Are you adding ammonia to the tank? I see no reason for the ammonia levels to go up ever unless there is something making ammonia.
Basically, your numbers are moving up and down without any explanation for why this might be happening. To have nitrite levels rise you must have ammonia being added in some way.
Also, live plant want ammonium (NH4) while the bacteria prefer ammonia (NH3). The amount of each of these two forms in water depends upon the pH and temperature of the water. The higher these are, the more of the ammonia that will be in the NH3 form.
While the plants can use ammonium much faster than the bacteria can use NH3, the more plants one has, the less NH3 that will be available for the bacteria. Bear in mind that if either NH3 or NH4 is removed, the balance dictated by the pH and temperature will cause things to rebalance quickly.
To understand this all one needs to realize that in a tank without live plants, only two things can take up ammonia/ammonium one is obviously the nitrifying bacteria but the other can be algae. However, ignoring algae for a minute we come to see this. One can have a tank with no live plants and the result is that the bacteria will develop and multiply and will handle the ammonia. However, no matter how many live plants we might have in a tank, there will still be some amount of bacteria present and working as well.
In water where all of the ammonia is in the form of NH4 (as one approaches pH 6.0 and under this will be the case), the bacteria can still use this, but they will do soo much less efficiently than they can process NH3.
However, for either plants (or algae) and bacteria to thrive, they need Nitrogen and that usually comes from ammonia in a tank.
So back to the tank in this thread, my question becomes are you dosing ammonia? If not is there something continuously dying and rotting in the tank? If you are not adding ammonia, then once it begins to drop it shold go to zero since no more is being added or created. And this means that no increase in nitrite or nitrate should happen.
The numbers you are reporting are not possible in the absence of regular ammonia additions. These could come from your adding the ammonia or ammonium chloride, the presence of live animals- from snails to fish and then from decomposing organic matter. But you are not recounting any of these things being done or ongoing. So I see no reason for the numbers you report.
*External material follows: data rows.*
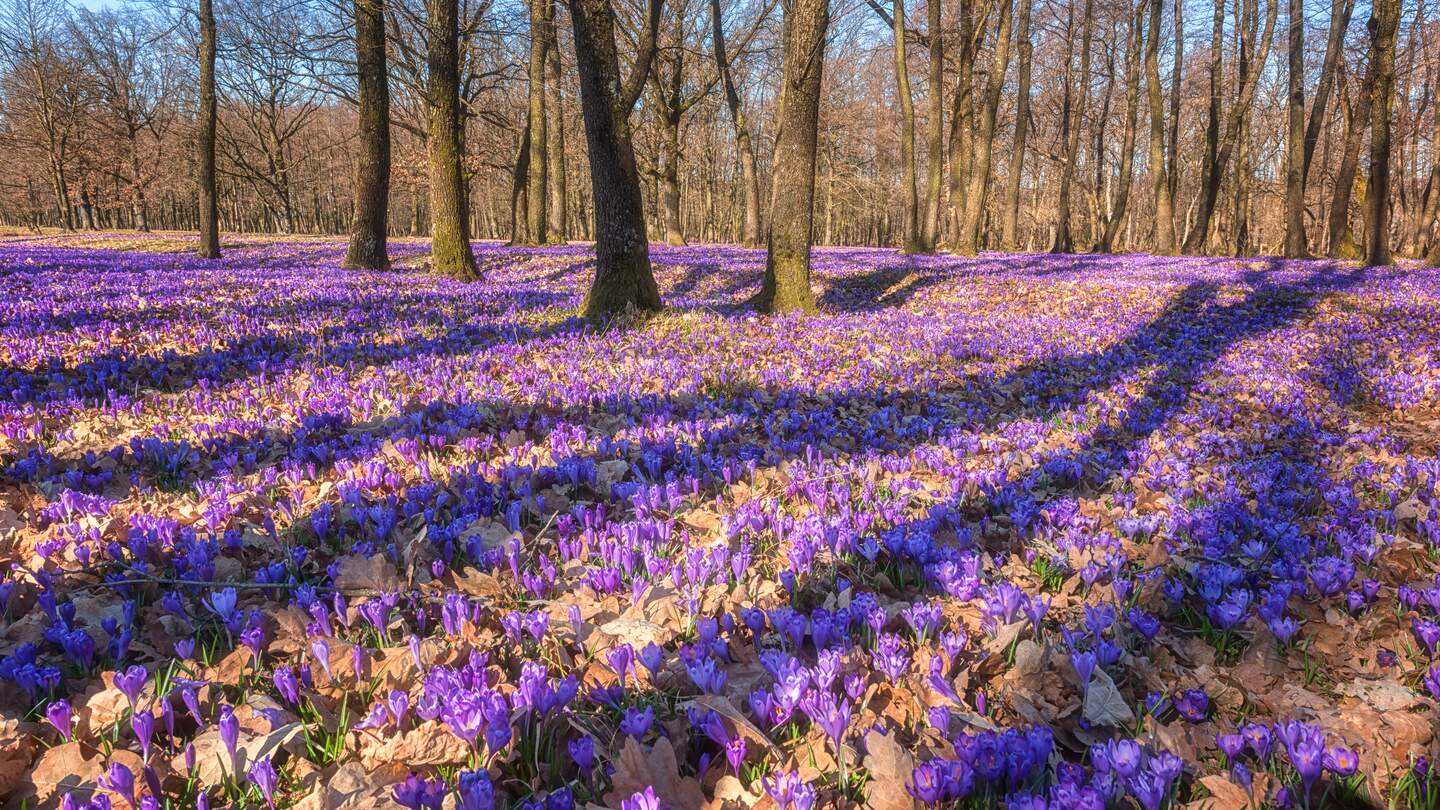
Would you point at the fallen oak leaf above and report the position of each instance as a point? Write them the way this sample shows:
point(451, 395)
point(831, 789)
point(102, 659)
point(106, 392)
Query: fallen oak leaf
point(1103, 704)
point(367, 574)
point(637, 768)
point(890, 770)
Here is the best part of cycling, it is a process and it has to follow a series of steps. And when it comes to the typical test kit methods, we are reading on the total Ion scale. What this means is the as ammonia turns to nitrite. There will nbe more ppms of nitrite than there were for ammonia, And when that nitrite turns to nitrate, the ppms again get higher.
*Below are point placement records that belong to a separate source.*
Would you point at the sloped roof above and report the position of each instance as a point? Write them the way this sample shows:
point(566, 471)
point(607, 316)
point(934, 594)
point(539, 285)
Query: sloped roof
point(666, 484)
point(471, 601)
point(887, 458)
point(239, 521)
The cycle is complete when, for the amount of ammoina being added there is no reading created for nitrite and the nitrate will be the only number rising. While ammonia might evaporate, nitrate will not. So unless we have denitrification involved (nit coomion in most tanks) then the nitrate must be handled. This can be done bu live plants and/or water changes.
You plants are processing some of the nitrogen compounds but clearly nowhere near all of them. However, from where is the ammonia coming? Not only are you not adding any, both the plants and evaporation would be using the ammonia as well as any bacteria. And any ammonia used by plants or reduced from evaporation will not create any nitrite and thus no nitrate either.
Next, as time passes whith ammonia constantly being supplied, the bavcteria that handle nitrite will also multiply and then you see nitrite dropt to and stay at 0. The one wild card in your tank is how much nitrate might be created and then how fast the plants or water changes might use it. Evaporation will reduce ammonia some, but not nitrate. Only plants (or lagae )using it and/or water changes will lower nitrate. Most tanks will never have nough denitrification at work to make a serious dent in Nitrate levels.